Why am I writing this review? I think this is a very well-written book, filled with wisdom & insight, that could help lots and lots of people. Challenging times are upon us, readers – I think we will all need to have our wits about us, in as many ways & as much as humanly possible, in the days to come…


p.s. Another great book for helping us all understand the nature of many father-son relationships (and a little about the fallout from our 5000-year experiment with patriarchy) is The Last American Man, by Elizabeth Gilbert, Penguin Books, 2002. Stunning book… p.p.s. Perhaps you are a man who says, “Oh heck, I don’t need this book. I understand all that stuff already.” To which I reply, “Sir, I don’t buy it. You may understand some of this on the intellectual level – but I am willing to bet you don’t get it in your guts. Until you get it in your guts, you really don’t get it at all.”
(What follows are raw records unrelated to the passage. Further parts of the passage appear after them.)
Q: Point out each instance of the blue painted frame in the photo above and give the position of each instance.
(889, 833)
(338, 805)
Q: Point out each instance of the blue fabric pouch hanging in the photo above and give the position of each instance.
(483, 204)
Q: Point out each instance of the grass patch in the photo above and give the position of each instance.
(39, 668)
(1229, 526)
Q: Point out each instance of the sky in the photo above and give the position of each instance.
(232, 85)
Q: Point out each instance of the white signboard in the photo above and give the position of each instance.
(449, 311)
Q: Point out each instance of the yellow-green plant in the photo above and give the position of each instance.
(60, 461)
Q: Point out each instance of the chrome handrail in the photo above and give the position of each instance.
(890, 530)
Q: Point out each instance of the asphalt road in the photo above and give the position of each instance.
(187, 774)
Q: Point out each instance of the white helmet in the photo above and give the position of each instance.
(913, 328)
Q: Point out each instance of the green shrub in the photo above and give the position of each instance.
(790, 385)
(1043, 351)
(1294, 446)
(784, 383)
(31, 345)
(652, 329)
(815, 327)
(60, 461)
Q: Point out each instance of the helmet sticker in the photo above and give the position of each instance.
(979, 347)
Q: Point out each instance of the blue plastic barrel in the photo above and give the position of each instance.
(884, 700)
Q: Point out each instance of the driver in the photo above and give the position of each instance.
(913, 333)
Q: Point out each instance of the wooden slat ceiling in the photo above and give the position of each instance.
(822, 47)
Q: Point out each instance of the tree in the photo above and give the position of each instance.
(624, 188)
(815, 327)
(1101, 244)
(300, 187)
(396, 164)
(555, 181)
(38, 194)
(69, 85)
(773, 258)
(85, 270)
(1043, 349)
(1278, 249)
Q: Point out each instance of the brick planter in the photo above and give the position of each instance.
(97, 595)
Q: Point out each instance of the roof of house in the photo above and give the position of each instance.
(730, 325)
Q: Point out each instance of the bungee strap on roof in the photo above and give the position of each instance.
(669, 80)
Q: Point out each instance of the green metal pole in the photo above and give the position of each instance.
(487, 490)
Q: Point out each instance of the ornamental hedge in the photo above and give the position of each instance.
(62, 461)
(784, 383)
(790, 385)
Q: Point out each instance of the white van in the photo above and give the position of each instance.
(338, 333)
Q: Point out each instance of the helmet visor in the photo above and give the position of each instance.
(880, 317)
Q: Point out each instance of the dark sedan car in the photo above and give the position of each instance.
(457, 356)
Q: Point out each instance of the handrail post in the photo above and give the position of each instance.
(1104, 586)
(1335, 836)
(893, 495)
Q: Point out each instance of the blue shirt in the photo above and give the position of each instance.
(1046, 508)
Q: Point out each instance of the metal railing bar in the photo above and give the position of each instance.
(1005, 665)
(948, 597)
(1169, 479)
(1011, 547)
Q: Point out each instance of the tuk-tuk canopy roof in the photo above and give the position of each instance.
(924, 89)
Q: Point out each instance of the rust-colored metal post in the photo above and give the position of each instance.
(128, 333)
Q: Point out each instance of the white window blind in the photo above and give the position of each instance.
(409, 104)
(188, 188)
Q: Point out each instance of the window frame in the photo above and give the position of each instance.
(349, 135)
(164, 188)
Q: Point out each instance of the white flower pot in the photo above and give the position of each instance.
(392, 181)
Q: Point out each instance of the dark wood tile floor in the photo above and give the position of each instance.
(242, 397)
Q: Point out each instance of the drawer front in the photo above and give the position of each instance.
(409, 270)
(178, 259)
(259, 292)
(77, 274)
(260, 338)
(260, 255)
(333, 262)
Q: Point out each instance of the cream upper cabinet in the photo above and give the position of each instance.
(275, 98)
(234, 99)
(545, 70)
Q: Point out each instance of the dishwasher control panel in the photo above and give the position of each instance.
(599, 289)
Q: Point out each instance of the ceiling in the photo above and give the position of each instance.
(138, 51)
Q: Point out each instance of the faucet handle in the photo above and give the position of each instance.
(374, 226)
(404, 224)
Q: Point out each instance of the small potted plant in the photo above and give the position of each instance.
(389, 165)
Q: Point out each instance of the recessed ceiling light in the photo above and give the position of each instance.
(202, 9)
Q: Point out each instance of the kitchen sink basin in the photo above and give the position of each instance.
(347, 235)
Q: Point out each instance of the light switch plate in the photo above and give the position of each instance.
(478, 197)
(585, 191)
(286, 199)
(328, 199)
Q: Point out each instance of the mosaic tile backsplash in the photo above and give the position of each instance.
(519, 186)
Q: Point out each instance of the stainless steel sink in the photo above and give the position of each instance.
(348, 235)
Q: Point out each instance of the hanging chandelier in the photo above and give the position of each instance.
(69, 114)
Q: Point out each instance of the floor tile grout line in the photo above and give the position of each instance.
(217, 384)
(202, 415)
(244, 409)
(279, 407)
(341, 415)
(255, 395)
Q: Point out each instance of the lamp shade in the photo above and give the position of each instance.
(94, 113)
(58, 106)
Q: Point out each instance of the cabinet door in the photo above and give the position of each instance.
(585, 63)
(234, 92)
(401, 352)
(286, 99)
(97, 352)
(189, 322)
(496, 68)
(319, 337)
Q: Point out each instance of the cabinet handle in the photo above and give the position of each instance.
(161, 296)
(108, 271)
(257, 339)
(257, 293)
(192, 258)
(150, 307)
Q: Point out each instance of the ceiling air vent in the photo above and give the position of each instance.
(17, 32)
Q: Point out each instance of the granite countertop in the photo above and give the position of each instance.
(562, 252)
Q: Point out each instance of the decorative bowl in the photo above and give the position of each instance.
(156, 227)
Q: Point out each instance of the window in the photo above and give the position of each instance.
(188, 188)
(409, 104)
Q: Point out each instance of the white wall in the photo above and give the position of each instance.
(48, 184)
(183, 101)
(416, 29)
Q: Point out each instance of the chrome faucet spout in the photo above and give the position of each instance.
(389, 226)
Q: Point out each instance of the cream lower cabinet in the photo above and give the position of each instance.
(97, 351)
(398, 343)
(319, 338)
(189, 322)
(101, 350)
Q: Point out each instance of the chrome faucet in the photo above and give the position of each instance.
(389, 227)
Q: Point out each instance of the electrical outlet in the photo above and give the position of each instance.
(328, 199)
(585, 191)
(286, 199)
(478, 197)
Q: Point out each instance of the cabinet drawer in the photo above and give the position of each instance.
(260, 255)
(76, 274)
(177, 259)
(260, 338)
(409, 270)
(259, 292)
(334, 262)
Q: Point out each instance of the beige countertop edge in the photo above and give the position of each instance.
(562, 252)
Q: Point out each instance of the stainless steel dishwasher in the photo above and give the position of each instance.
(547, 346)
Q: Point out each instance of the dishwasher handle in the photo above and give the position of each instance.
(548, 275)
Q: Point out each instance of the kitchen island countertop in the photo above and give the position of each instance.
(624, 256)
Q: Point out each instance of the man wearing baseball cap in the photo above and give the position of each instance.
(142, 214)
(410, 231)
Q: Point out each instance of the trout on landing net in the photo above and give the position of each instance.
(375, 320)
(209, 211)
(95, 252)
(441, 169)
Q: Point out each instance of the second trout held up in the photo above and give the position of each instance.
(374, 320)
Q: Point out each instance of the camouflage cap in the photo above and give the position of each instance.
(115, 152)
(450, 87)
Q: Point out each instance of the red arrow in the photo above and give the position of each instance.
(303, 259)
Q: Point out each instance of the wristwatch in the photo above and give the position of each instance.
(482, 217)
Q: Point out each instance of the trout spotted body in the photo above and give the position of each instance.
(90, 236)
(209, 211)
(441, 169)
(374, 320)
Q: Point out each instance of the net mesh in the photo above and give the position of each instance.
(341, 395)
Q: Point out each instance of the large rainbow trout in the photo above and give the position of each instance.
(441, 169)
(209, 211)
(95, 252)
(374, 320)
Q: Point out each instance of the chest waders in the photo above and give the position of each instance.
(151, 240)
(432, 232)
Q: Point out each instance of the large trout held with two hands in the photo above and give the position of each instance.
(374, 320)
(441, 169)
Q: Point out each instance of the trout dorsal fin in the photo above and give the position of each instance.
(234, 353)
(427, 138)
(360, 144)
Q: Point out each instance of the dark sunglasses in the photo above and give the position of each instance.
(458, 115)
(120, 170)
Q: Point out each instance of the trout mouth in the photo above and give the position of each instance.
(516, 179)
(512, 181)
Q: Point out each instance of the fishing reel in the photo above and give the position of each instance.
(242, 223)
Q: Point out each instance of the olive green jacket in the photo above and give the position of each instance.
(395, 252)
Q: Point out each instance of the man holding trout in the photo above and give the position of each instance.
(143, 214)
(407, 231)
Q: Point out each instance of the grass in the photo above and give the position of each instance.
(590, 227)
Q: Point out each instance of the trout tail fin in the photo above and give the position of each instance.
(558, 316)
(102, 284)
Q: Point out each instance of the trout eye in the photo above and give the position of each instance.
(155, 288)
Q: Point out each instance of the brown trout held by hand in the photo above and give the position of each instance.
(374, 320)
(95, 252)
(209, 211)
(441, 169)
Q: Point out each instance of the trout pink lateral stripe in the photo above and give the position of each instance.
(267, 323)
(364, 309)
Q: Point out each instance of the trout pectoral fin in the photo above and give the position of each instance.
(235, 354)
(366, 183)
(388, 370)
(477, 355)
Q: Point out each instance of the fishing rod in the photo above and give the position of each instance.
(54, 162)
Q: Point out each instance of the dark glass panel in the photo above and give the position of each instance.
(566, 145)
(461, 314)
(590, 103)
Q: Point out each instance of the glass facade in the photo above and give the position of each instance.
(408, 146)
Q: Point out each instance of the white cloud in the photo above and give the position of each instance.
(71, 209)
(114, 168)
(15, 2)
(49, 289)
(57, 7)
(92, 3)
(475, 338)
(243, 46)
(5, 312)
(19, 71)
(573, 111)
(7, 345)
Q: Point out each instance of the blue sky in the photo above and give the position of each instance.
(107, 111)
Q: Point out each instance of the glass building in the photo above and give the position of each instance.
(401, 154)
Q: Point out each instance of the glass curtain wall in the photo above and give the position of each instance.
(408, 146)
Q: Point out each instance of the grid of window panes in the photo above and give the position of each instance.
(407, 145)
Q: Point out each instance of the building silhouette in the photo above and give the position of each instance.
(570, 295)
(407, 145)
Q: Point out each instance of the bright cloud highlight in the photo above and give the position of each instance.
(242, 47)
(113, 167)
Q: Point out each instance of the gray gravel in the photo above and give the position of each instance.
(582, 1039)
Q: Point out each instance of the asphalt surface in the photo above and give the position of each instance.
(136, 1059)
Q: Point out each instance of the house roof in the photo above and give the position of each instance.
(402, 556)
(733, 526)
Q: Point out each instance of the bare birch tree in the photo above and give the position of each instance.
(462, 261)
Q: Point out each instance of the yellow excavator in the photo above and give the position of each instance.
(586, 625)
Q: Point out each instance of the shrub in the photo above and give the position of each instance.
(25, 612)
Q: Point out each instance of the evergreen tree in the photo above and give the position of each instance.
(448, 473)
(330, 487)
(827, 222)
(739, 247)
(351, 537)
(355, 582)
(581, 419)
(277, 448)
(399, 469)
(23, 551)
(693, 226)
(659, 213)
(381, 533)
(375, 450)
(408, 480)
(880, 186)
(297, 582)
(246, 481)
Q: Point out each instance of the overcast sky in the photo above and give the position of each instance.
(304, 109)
p.p.p.s. If after reading this book it occurs to you that you might benefit from some help with your relationship with your wife/husband/partner, I also recommend the book Healing the Wounds in Couple Relationships, by Martin Rovers. Rovers hasn’t just written a book, he gives occasional workshops (on behalf of Serenity Renewal for Families, in Ottawa, Ontario, Canada) that he calls “Healing Love in Couple’s Relationships” (when I went, it was called “The Dance of Wounds in Couple’s Relationships”). I found both his book & his workshop very helpful indeed.

p.s. # 4: Yet another useful book is BrainSex – The Real Difference Between Men & Women, by Anne Moir & David Jessel. This quick read explains fundamental brain differences & the resulting behaviour differences between women & men.

p.s. # 5, years later: I've recently done a post called 'Patriarchy (again)' since the ugly head of patriarchal behaviour seems to be rearing itself constantly (patriarchy = the neverending story, hmmmm?). There is a quite brilliant prayer about patriarchy by Matthew Fox in the posting. You don't want to miss it!!

‘Quote of the day’ with this post: “The way we were treated as small children is the way we treat ourselves the rest of our life.” – Alice Miller, 20th-century therapist & writer

Runners up” for Quote of the Day:

“If you do not tell the truth about yourself, you cannot tell it about other people.” – Virginia Woolf, 1882-1941

“We live in a world that has practiced violence for generations – violence to other creatures, violence to the planet, violence to ourselves. Yet in my garden, where I have nurtured a healthy soil-plant community, I see a model of a highly successful, non-violent system where I participate in gentle biological diplomacy rather than war. The garden has more to teach us than just how to grow food.” ~ Eliot Coleman, ‘Four-Season Harvest’

“Love doesn’t just sit there like a stone: it has to be made like bread, remade all the time, made new.” Ursula K. LeGuin

“A dead end is just a good place to turn around.” – Naomi Judd

(1) As Sandborn well understands, compassion & forgiveness need to begin with ourselves. When we can forgive & be compassionate toward ourselves (something that takes much effort and practice!), we then become much more compassionate & forgiving with others.